We have presented the case of a 60-year-old Korean male patient who was infected with oseltamivir-resistant H1N1 2009, which proved lethal. Oseltamivir-resistant H1N1 2009 was first reported in September 2009, and the number of cases has been steadily increasing, including in South Korea.1,10 Although the incidence of oseltamivir-resistant H1N1 2009 infections is increasing, fatal cases have been reported only rarely. In South Korea, the present case is the first fatal one in an adult.

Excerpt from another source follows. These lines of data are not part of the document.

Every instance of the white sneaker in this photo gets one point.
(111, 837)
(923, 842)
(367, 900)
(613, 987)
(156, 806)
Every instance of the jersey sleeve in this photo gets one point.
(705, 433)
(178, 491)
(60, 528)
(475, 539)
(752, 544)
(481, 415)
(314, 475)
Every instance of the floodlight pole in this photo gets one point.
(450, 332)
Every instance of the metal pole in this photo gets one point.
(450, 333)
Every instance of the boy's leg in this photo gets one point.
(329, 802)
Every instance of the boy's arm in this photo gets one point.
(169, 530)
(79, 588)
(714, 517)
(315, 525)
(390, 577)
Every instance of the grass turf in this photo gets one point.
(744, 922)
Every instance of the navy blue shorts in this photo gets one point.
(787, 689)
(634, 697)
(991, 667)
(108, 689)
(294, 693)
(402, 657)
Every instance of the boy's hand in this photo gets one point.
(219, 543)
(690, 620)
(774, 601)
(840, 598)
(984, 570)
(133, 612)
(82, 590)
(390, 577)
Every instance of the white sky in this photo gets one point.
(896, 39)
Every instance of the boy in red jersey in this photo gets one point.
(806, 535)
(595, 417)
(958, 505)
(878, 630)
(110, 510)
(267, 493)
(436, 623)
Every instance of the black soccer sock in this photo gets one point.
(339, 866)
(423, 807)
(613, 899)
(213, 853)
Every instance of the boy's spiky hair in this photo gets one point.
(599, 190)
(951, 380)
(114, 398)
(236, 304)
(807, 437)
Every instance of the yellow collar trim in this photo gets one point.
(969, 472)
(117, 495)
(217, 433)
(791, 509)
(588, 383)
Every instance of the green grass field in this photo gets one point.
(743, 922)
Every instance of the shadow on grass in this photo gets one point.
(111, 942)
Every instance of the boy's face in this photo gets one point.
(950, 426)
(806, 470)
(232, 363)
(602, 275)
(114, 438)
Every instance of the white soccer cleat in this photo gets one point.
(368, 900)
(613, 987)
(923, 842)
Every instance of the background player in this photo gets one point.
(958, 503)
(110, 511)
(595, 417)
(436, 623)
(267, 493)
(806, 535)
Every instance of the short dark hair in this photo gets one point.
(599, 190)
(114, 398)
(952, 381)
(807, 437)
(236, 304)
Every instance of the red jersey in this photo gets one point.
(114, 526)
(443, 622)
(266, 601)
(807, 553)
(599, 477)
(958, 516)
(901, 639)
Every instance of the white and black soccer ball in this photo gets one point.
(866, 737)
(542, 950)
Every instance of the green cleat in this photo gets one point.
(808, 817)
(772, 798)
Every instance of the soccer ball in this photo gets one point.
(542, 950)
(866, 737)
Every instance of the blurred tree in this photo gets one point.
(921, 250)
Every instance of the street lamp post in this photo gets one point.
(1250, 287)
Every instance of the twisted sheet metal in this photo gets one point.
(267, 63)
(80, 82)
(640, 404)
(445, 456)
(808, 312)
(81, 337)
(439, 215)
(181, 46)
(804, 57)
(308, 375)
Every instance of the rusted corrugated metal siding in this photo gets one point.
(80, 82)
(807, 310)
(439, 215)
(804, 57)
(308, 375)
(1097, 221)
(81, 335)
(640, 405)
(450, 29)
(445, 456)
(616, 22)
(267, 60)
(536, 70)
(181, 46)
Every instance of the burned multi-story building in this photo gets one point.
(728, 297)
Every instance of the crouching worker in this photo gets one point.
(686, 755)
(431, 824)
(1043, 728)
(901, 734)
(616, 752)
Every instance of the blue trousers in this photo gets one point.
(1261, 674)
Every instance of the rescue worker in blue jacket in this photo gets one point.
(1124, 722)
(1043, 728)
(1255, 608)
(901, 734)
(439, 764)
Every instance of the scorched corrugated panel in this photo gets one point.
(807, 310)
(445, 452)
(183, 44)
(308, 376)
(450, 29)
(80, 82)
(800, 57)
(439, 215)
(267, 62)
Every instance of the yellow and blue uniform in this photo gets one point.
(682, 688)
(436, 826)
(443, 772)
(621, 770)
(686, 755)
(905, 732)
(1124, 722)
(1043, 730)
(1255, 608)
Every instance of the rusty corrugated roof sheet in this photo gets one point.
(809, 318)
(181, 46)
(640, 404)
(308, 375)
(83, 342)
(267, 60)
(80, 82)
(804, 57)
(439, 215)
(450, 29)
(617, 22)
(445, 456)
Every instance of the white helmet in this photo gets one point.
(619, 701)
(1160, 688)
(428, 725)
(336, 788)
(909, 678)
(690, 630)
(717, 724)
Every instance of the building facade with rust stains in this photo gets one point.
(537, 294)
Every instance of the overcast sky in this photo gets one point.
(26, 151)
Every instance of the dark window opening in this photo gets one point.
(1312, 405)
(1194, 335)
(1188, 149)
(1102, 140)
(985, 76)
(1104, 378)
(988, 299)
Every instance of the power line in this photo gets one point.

The present case shows some differences in clinical characteristics compared to previously reported fatal cases. First, unlike our case, most fatal cases of oseltamivir-resistant virus infection have occurred in patients with severe immunosuppression associated with hematologic disorders or cancer.5-7 Second, the clinical course of oseltamivir-resistant virus infection is usually insidious despite inappropriate antiviral therapy, because the virulence of oseltamivir-resistant influenza virus is thought to be lower than that of oseltamivir-sensitive viruses.8,9 Animal studies have suggested that oseltamivir-resistant H1N1 2009, as well as seasonal influenza, is less virulent and less transmissible than oseltamivir-sensitive viruses. In the present case, however, although the infection was caused by oseltamivir-resistant virus, pneumonia progressed rapidly and led to death. This suggests that some clone of oseltamivir-resistant H1N1 2009 is sufficiently virulent to cause rapidly fatal pneumonia. Third, most cases of oseltamivir-resistant virus infections have occurred in patients who had undergone prolonged oseltamivir therapy.5-9 The present patient was treated short-term with oseltamivir before acquisition of oseltamivir resistance. This highlights that oseltamivir resistance after short-term drug exposure is also possible, and that the use of zanamivir should be considered in patients with clinical deterioration, despite oseltamivir therapy.